Y las brujas caminaban por las aceras. Miraban sus reflejos en las vitrinas de los grandes
aparadores de las tiendas, escondían sus ojos tras refinados lentes de sol. Algunas
pasaban las tardes en las cocinas de sus enormes casas familiares en los suburbios,
horneando pasteles y galletas, arrullando bebés y paseándose con sus lujosas aspiradoras.
Otras encontraban diversión entre libros y pequeñas tertulias en departamentos
europeos, aquellas en las que se reúnen pobres pimpollos con aspiraciones de somelier.
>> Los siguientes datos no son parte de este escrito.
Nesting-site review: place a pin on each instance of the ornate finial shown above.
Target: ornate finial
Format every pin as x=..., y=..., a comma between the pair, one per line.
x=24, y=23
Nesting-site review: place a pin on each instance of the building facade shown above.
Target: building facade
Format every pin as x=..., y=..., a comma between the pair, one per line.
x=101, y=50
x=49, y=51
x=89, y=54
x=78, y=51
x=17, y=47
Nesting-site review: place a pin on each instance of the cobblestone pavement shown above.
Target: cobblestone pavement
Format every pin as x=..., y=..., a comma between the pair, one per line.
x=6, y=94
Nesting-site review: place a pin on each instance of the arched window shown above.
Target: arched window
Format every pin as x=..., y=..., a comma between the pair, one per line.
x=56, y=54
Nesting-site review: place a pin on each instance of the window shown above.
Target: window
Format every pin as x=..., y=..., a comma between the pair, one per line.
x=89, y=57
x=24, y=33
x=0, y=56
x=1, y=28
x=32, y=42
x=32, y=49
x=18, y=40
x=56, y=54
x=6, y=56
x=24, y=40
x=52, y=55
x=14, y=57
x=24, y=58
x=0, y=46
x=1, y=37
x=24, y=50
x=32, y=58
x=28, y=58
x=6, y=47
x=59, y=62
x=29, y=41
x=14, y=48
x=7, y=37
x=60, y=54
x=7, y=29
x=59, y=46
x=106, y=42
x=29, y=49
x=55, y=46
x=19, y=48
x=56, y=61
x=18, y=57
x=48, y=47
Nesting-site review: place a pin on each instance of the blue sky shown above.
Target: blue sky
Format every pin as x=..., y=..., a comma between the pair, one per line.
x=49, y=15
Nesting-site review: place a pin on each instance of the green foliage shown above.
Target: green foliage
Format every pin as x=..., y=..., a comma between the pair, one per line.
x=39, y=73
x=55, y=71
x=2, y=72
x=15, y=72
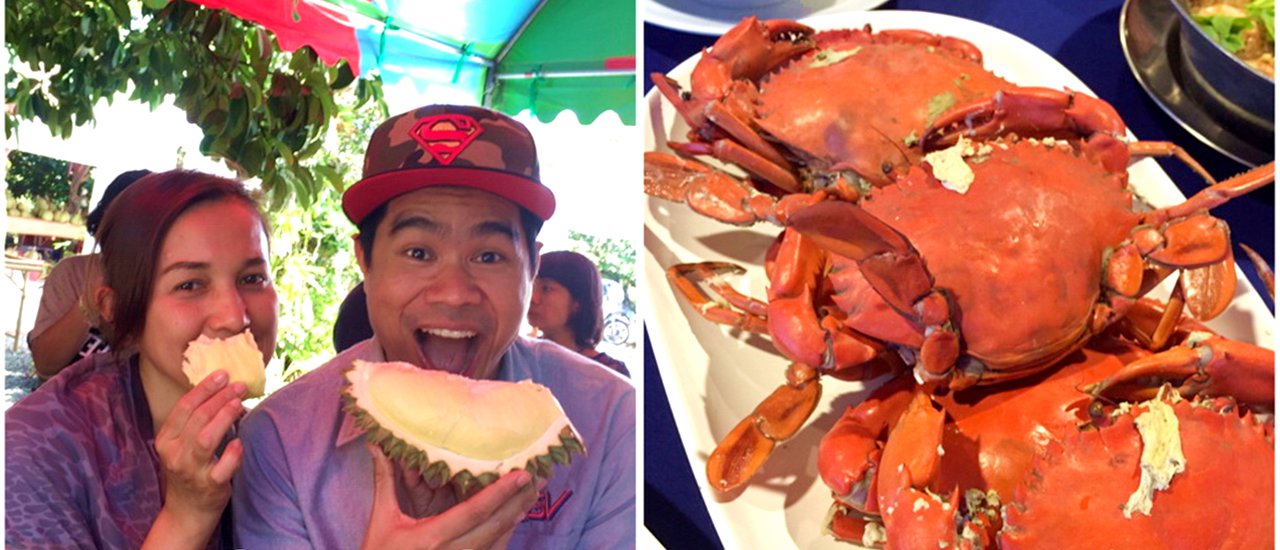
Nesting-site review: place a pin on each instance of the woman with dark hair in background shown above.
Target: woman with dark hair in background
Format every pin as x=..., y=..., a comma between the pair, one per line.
x=120, y=450
x=566, y=306
x=67, y=325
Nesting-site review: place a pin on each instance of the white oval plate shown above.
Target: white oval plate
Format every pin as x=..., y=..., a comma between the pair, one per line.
x=714, y=376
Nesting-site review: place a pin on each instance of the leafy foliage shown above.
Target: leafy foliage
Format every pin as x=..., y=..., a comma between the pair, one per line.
x=314, y=264
x=616, y=259
x=263, y=111
x=36, y=175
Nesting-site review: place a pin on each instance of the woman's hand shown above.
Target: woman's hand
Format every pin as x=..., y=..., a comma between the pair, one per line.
x=196, y=481
x=484, y=521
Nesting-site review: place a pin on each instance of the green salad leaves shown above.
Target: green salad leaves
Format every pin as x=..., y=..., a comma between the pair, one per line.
x=1228, y=30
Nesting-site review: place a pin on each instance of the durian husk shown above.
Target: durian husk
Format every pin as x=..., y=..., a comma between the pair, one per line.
x=508, y=425
x=236, y=354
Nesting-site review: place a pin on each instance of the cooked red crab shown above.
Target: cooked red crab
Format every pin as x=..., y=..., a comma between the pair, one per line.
x=1009, y=462
x=803, y=109
x=940, y=274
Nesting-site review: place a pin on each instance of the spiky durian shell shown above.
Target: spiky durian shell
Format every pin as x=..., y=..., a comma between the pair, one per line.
x=439, y=466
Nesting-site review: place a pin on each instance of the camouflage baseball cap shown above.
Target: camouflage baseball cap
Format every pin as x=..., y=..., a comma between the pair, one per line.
x=449, y=145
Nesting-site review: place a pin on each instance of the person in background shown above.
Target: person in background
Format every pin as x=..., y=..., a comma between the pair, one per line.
x=447, y=214
x=67, y=324
x=566, y=306
x=352, y=324
x=119, y=450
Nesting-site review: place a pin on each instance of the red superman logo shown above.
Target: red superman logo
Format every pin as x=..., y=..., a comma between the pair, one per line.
x=446, y=136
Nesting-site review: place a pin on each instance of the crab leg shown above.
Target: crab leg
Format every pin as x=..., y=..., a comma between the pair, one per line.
x=1046, y=111
x=895, y=270
x=1198, y=246
x=1264, y=270
x=1203, y=365
x=915, y=517
x=720, y=196
x=750, y=312
x=748, y=157
x=1216, y=195
x=745, y=449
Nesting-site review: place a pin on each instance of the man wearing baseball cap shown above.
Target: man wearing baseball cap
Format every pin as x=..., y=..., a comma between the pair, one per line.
x=447, y=212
Allí estaban, intentando aspirar un poco de la estupidez que hemos construido, de las
mentiras que nos alegran y nos hacen sentir tranquilos. ¡Vaya despropósito! Es una
lástima sólo poder verlas bailando por las calles con sus falsos vestidos de mujeres
insulsas. Sería toda una dicha atisbarlas en su intimidad. Verlas cuándo se conjuran el
rostro con aceites naturales, escucharlas ensalzándose en las bañeras con la música que
les desorienta el cuerpo y les dirige el alma. Sus pequeños rituales represados en la
intimidad de sus alcobas deben ser un secreto difícil de guardar.